Es kann es sein das "Threatfire "  nicht mit einem 64Bit OS nicht kompatibel ist?

Selbst im Kompalitätsmoduslässt es sich nicht installieren, dann kommt nämlich eine Fehler Meldung.




			Dieser Inhalt steht nur eingeloggten Mitgliedern zur Verfügung.


----------



## locojens (16. April 2009)

Ich nutze den kostenlosen Virenscanner den mir Conficker installiert hat und das Teil ist echt supersicher der findet Viren die es noch garnicht gibt! LOL


----------



## Stranger (16. April 2009)

Uziflator schrieb:


> Es kann es sein das "Secunia Personal Software Inspector"  nicht mit einem 64Bit OS nicht kompatibel ist?
> 
> Selbst im Kompalitätsmoduslässt es sich nicht installieren, dann kommt nämlich eine Fehler Meldung.
> 
> ...



Läuft bei mir unter Vista Ultimate 64 Bit einwandfrei...
Hast du die aktuellste Version : 1.0.0.4 !?


----------



## Uziflator (16. April 2009)

Stranger schrieb:


> Läuft bei mir unter Vista Ultimate 64 Bit einwandfrei...
> Hast du die aktuellste Version : 1.0.0.4 !?
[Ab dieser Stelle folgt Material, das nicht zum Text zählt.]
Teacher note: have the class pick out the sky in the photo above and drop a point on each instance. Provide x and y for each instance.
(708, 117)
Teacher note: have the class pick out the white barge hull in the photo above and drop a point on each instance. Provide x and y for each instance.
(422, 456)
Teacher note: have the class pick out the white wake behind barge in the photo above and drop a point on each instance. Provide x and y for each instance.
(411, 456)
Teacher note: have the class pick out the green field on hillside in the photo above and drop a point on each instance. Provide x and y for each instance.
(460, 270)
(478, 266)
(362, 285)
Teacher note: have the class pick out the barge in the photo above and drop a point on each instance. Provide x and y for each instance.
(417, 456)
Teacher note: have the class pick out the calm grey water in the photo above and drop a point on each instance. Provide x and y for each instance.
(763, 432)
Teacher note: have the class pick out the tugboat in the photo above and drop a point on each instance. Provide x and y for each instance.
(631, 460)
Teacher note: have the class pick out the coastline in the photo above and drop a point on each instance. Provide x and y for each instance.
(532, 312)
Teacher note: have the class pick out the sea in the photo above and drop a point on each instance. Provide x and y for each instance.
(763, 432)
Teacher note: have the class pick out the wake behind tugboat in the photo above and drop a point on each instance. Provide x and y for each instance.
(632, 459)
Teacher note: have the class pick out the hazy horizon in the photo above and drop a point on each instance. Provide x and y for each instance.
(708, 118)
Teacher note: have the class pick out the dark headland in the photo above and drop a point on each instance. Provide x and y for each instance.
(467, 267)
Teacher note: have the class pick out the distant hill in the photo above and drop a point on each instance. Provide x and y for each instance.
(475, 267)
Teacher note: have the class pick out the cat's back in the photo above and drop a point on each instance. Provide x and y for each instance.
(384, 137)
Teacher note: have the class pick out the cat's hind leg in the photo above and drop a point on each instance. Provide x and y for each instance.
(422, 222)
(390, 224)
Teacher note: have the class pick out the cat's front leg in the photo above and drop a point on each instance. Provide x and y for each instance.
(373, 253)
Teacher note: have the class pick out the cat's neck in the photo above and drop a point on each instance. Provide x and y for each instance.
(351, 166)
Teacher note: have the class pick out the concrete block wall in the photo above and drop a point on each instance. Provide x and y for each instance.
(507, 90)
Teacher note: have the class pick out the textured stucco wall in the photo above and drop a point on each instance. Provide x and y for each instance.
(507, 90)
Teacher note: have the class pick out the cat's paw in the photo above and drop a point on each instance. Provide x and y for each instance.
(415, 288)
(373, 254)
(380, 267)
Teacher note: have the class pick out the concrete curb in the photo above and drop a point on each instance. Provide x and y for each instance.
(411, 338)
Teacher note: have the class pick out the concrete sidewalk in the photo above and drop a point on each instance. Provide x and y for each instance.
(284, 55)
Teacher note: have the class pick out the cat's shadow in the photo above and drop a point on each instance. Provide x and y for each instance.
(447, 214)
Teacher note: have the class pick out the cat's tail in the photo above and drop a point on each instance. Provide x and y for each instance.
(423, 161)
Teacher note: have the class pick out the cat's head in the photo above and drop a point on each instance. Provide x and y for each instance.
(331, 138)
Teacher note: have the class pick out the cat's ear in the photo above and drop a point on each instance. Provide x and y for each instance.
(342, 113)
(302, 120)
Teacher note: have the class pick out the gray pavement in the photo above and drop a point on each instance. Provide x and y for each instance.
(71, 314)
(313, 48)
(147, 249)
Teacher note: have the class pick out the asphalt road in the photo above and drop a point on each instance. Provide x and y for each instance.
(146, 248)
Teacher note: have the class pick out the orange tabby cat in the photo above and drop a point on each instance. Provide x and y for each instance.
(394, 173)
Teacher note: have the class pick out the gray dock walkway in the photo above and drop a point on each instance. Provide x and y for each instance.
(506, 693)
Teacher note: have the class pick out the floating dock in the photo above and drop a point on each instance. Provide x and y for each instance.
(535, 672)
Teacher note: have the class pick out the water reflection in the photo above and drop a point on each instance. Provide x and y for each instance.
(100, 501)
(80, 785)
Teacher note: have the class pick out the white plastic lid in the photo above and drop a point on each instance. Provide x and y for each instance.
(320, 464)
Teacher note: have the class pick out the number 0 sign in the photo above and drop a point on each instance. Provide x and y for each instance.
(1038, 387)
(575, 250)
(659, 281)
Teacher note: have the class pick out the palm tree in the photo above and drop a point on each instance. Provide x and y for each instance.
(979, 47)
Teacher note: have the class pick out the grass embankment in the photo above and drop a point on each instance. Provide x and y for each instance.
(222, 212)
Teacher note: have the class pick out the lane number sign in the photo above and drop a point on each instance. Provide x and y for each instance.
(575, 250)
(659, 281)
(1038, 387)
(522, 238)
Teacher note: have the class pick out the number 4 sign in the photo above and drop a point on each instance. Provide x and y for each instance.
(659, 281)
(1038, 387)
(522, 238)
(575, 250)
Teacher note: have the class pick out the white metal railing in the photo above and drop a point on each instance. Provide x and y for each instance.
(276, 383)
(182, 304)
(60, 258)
Hab mich mit der Software vertan war "Threatfire".


----------



## Stranger (16. April 2009)

Uziflator schrieb:


> Hab mich mit der Software vertan war "Threatfire".



Ja Threatfire macht Probleme, es gibt aber eine "Beta" für 64 Bit die lief bei mir 
ohne Probleme...ich schau mal ob ich den Link irgendwie noch finde, ist ziemlich versteckt...

Es scheint das die letzte Version 4.1.0 Vista 64 Bit jetzt "Beta-mäßig" unterstützt, siehe Link :

ThreatFire Updates


----------



## kmf (16. April 2009)

Mein Bitdefender läuft im Juni aus. Deswegen probiere ich derzeit Microsofts Windows Live OneCare aus. Für 90 Tage ist das Teil kostenlos. Bisher hinterlässt es bei mir einen vernünftigen Eindruck.


----------



## BiTbUrGeR (16. April 2009)

kmf schrieb:


> Mein Bitdefender läuft im Juni aus. Deswegen probiere ich derzeit Microsofts Windows Live OneCare aus. Für 90 Tage ist das Teil kostenlos. Bisher hinterlässt es bei mir einen vernünftigen Eindruck.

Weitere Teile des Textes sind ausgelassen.